6) Business invoicing best practices
If you operate a business, clean tax documentation is essential. You should include your business legal name, invoice date, line items, subtotal, and each tax type with its rate and amount. If registered, include your GST/HST account number and any required provincial registration details. This reduces client confusion and helps avoid filing errors at month-end or quarter-end.
For multi-province sellers, maintain a tax matrix in your billing system and test edge cases monthly. For example, confirm rules for digital services, shipping charges, and bundled products. Tax logic errors usually come from one-off scenarios that were not documented during setup.

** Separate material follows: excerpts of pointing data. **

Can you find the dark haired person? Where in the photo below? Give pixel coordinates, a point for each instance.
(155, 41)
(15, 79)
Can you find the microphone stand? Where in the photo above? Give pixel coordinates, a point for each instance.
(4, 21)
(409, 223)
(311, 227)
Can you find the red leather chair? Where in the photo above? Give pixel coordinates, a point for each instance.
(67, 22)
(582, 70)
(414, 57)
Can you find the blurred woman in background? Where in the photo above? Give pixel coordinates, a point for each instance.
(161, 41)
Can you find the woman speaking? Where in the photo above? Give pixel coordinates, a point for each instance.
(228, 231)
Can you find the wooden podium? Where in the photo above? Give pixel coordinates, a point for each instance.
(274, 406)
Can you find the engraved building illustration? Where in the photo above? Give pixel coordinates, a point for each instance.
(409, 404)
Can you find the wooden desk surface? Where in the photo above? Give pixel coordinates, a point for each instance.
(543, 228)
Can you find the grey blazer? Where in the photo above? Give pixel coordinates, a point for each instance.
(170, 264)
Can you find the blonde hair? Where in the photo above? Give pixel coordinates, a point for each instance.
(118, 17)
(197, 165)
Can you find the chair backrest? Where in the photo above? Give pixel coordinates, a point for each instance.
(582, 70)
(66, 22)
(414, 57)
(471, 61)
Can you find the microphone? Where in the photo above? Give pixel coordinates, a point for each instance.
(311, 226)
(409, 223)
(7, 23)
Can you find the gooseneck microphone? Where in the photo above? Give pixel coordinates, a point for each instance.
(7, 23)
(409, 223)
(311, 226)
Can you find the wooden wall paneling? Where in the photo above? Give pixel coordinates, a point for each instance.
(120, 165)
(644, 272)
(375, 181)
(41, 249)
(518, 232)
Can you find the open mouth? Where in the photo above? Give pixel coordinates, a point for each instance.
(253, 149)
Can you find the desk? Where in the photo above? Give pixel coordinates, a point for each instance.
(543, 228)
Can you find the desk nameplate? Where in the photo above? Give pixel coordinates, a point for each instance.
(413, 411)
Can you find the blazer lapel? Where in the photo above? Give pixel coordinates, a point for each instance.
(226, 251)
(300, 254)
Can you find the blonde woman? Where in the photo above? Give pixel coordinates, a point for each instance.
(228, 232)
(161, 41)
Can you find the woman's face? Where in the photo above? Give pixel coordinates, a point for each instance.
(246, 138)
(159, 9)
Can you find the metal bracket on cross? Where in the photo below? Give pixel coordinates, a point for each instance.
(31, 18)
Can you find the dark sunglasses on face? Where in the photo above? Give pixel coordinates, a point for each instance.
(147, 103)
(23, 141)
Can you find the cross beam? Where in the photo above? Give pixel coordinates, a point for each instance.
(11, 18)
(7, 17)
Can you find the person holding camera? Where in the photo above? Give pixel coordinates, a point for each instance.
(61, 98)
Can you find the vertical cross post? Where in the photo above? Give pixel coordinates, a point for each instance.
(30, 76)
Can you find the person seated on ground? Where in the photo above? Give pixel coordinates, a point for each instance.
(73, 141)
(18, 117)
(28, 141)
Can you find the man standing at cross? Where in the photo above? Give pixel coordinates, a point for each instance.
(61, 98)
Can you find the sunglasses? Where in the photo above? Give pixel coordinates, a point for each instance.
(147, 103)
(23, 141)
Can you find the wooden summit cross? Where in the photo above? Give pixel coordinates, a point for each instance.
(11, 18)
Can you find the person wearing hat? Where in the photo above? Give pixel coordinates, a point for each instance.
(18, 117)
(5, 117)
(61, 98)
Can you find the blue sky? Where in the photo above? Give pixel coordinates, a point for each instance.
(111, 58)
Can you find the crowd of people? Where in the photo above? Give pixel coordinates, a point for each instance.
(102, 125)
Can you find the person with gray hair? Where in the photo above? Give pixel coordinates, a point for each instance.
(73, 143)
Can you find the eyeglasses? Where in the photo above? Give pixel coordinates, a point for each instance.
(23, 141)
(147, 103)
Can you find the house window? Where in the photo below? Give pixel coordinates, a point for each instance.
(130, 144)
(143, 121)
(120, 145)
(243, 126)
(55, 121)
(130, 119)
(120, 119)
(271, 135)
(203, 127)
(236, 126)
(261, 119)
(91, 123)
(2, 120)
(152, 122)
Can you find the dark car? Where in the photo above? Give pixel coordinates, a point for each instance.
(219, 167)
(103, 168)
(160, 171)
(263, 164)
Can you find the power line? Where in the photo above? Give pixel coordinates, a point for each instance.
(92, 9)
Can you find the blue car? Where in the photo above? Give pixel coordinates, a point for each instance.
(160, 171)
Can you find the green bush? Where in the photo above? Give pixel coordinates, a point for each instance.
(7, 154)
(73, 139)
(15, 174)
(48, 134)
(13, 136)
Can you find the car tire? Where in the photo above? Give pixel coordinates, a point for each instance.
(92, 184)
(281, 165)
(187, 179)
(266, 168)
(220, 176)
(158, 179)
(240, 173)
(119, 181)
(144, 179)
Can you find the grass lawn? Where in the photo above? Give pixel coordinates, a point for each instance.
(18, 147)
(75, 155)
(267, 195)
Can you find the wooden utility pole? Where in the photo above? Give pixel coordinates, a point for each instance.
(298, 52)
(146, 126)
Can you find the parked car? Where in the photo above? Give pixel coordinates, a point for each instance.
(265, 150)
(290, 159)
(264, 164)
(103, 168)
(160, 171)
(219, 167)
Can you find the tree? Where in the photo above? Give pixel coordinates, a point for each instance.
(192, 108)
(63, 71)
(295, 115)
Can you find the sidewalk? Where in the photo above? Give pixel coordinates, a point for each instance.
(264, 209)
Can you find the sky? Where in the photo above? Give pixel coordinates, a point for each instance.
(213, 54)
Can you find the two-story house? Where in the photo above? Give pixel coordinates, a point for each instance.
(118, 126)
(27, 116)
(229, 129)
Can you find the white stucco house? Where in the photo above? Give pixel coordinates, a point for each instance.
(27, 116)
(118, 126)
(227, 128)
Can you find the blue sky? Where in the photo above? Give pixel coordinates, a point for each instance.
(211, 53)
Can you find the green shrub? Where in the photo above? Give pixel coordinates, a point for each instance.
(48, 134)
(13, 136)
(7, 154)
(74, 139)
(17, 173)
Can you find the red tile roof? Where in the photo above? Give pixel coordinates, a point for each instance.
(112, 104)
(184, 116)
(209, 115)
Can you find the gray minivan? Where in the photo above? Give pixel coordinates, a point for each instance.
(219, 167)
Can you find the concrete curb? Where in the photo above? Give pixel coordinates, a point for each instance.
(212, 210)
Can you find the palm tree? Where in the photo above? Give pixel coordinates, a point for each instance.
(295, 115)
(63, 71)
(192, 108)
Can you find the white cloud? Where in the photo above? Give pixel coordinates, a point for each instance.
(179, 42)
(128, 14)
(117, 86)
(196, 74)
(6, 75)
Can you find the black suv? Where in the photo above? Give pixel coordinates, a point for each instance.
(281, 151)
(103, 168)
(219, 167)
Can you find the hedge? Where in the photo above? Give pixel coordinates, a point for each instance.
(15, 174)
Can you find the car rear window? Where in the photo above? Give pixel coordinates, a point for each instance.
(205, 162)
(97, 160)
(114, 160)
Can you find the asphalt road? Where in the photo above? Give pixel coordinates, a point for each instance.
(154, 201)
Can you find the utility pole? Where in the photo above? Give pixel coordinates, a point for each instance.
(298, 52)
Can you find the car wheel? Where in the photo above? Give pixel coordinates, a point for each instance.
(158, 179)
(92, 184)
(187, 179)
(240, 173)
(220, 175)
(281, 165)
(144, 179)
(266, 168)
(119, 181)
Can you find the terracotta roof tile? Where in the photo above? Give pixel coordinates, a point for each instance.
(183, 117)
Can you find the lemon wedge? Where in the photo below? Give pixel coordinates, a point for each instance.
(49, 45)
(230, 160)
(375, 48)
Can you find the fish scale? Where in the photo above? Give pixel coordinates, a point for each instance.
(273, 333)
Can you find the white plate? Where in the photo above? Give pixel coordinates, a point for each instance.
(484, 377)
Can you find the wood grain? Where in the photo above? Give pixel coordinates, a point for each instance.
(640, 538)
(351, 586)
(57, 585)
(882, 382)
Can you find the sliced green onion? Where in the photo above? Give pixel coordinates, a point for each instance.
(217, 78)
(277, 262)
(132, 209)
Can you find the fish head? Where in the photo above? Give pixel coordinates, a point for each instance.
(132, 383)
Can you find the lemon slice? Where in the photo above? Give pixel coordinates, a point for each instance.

7) How to calculate tax-inclusive pricing for margin protection
Many businesses advertise a final all-in figure and need to determine the pre-tax base price that preserves target margin. The correct method is to divide the all-in price by the applicable tax factor. If your advertised all-in price in Ontario is $113, the pre-tax amount is $113 / 1.13 = $100. If your cost is $70, gross profit is $30 pre-tax, not $43. Getting this wrong can silently compress margins over thousands of transactions.
8) Practical workflow you can apply every time
- Identify where the transaction is taxed (province/territory).
- Confirm tax category of item (taxable, zero-rated, exempt).
- Determine if amount entered is pre-tax or tax-included.
- Apply Formula A or Formula B accurately.
- Round to two decimals based on your accounting policy.
- Store tax breakdown by component (GST/HST/PST/QST).
- Validate against authoritative guidance before filing.
9) Official resources you should bookmark
For up-to-date tax rates, registrations, filing expectations, and technical guidance, consult official agencies directly:
- Canada Revenue Agency: GST/HST for businesses
- Revenu Quebec: GST/HST and QST
- Statistics Canada: price and CPI resources
10) Final takeaway
Learning how to calculate sales tax in Canada is mostly about process discipline, not difficult math. Once you know the correct jurisdiction rate and whether your price is before or after tax, the formulas are consistent and easy to automate. Use the calculator above for quick estimates, keep a current rate table for internal teams, and verify edge cases with official guidance before submitting returns. That combination gives you speed, accuracy, and compliance confidence.